The prognostic models we report are important and unique as they are derived from a prospective analysis of homogenously treated AYA in a LMIC setting. The specific challenges faced by this vulnerable subset of patients has been stressed upon. The wide implications of our results include healthcare policy-making, in the context of need for early identification by appropriate awareness and training of primary care physicians and timely referral to sarcoma reference centres, and the importance of strategies to improve protocol completion by efforts such as targeted nutritional intervention, extended growth factor support and patient navigation facilities. Risk stratification of patients aids selection of patients who would benefit from aggressive treatment as well as those who may achieve comparable outcomes with less aggressive modalities with improved quality of life. Traditionally, escalation of treatment for patients with high-risk disease has been based on histologic response after completion of neoadjuvant chemotherapy [35-36]. Use of other important prognostic factors as described in our study may be used to identify patients who may benefit from a less intensive approach such as metronomic chemotherapy regimens and early incorporation of palliative care, particularly in resource-constrained settings [37-38].

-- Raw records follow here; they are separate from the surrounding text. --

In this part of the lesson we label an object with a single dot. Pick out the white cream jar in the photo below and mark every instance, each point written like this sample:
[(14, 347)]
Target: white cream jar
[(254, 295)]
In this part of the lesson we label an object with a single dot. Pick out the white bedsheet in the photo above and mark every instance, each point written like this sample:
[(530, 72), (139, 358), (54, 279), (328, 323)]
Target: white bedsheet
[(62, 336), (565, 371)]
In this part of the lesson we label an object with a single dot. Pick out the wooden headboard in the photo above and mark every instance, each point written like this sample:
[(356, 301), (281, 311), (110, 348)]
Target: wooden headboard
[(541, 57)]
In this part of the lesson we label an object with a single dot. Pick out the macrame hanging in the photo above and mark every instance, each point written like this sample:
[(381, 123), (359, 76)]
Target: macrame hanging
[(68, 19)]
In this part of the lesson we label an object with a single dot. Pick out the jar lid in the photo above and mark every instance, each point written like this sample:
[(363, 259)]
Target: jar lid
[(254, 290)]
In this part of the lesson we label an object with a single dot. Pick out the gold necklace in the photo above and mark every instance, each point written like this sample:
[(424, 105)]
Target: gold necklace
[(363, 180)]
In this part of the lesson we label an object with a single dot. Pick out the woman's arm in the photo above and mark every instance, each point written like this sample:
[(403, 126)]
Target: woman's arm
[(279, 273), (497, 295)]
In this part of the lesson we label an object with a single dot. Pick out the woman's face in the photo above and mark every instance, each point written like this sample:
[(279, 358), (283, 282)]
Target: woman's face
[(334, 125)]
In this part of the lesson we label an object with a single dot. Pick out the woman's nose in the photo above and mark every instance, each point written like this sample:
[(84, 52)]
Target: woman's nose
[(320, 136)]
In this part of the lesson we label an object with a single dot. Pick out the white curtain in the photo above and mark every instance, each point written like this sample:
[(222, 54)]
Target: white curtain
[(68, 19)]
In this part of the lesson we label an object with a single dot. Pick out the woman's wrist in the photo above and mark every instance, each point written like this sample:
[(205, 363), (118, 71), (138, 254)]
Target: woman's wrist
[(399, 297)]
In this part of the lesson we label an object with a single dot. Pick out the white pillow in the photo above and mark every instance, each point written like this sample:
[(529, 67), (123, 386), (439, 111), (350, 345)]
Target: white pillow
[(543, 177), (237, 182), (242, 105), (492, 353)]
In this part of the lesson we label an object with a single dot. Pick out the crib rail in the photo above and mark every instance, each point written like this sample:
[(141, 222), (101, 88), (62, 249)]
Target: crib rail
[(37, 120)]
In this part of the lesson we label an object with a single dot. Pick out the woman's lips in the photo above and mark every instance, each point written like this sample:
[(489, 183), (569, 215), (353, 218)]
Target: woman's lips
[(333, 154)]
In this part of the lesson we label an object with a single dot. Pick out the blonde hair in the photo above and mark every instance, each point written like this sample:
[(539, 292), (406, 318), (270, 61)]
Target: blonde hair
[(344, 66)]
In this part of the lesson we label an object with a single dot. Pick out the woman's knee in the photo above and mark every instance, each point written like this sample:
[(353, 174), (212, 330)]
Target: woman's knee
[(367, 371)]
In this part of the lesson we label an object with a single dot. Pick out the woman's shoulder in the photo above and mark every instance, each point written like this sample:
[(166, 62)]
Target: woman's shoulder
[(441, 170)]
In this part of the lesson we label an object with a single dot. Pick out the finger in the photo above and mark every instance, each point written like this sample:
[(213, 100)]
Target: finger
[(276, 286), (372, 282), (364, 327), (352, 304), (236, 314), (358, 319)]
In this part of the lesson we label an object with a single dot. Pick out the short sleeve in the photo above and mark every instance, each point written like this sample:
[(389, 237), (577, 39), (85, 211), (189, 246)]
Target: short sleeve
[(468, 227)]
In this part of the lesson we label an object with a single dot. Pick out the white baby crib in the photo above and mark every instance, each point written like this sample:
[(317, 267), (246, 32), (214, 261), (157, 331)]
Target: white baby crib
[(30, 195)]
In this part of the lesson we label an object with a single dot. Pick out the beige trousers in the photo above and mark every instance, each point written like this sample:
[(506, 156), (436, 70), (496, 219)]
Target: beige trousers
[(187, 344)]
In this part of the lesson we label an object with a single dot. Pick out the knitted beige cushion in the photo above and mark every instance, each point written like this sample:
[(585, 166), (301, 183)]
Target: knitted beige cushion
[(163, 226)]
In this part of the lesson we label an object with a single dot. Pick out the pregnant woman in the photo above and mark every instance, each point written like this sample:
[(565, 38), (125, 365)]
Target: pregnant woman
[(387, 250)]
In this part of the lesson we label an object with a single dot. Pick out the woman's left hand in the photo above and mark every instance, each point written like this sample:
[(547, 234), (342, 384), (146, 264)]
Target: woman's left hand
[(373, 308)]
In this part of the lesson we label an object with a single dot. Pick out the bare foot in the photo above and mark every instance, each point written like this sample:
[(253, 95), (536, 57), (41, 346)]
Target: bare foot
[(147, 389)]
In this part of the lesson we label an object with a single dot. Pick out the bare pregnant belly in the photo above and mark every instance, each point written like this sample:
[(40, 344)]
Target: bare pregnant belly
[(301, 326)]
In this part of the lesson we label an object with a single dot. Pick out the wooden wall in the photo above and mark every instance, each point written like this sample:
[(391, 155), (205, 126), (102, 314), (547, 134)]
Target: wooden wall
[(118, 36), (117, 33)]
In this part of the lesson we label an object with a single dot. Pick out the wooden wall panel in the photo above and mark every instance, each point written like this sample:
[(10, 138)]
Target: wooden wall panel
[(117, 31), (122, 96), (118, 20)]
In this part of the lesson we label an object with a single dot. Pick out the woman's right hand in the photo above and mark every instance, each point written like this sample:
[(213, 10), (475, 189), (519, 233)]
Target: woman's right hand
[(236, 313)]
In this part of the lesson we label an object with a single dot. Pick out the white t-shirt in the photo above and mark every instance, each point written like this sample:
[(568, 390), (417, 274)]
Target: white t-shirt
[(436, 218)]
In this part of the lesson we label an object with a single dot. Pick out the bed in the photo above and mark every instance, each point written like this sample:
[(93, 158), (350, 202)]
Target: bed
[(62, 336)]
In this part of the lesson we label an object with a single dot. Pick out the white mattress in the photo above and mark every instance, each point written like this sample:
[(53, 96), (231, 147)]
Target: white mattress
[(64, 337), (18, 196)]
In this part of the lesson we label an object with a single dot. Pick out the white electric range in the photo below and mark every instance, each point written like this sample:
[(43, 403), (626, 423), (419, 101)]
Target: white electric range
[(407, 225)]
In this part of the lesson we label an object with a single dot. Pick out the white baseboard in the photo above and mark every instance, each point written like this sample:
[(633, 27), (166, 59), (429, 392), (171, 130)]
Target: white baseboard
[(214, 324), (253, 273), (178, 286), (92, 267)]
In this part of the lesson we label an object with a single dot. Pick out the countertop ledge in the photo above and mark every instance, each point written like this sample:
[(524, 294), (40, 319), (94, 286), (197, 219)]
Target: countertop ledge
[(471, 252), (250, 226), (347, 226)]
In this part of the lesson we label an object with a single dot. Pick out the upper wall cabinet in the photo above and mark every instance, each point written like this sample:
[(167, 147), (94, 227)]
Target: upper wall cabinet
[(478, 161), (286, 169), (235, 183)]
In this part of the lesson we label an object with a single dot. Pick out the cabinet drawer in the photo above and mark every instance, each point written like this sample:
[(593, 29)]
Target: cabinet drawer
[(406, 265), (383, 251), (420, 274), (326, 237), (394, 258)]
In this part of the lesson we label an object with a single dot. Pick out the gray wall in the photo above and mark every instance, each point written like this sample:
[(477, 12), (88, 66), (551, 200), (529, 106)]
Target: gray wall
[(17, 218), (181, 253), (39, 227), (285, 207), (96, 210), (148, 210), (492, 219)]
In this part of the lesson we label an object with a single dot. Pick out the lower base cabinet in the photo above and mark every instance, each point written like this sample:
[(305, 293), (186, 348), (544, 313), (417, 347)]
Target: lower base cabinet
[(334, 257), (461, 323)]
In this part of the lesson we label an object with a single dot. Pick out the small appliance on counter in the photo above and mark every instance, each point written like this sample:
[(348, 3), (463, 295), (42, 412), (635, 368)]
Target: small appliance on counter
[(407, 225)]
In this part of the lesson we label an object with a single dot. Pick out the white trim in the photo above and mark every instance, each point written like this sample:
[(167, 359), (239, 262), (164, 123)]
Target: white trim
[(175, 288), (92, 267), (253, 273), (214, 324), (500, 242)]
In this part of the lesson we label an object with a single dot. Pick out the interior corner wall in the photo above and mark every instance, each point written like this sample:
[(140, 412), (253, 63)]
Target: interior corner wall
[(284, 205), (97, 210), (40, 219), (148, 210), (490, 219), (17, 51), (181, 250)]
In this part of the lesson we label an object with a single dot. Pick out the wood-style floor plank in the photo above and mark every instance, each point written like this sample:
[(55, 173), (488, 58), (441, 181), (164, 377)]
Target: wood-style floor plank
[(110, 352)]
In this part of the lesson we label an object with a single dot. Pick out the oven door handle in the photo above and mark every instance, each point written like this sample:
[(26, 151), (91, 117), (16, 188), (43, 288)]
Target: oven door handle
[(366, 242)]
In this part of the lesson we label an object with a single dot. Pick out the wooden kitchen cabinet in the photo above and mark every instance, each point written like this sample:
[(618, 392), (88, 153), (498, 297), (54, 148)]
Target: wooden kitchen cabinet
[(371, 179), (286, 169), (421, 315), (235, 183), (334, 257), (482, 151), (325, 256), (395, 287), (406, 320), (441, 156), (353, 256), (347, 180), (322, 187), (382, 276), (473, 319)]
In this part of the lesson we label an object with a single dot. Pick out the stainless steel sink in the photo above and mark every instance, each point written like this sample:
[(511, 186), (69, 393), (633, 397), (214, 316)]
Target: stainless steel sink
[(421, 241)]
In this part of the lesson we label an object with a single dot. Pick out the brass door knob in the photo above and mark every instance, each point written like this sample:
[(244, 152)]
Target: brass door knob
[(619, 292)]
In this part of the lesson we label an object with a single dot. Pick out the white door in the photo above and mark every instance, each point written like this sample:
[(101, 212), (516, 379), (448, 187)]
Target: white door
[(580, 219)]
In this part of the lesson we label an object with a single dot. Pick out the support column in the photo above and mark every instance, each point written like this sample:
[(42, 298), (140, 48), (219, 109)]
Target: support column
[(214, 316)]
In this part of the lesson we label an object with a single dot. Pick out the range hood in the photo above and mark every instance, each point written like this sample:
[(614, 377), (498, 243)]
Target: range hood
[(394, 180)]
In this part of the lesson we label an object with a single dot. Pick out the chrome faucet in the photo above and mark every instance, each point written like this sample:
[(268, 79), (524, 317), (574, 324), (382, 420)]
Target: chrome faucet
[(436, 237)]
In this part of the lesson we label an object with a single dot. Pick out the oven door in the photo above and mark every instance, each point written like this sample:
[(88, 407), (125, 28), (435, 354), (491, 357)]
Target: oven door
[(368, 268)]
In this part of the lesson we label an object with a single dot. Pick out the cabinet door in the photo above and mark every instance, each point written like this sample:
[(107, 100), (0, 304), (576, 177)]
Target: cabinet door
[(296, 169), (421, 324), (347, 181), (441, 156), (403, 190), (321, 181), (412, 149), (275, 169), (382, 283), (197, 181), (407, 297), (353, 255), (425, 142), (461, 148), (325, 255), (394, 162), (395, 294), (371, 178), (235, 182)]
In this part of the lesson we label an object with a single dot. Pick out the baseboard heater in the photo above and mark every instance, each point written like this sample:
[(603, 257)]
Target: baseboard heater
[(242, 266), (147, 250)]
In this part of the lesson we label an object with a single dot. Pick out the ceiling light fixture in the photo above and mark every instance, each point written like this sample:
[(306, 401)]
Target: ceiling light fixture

The prognostic implication of common social challenges have been highlighted, including prior inadvertent treatment and the importance of compliance in the form of protocol completion. We did not analyze socioeconomic strata due to unavailability of uniform data, however, surrogate parameters including compliance as assessed by treatment duration and protocol completion, as well as prior inadvertent treatment were analyzed. Importantly, majority of our patients are constrained financially and socially and depend on financial aid from various government schemes for cancer treatment. Another study from India has evaluated location of primary residence of the patient and the distance of the residence from the hospital and not found prognostic significance for osteosarcoma [23].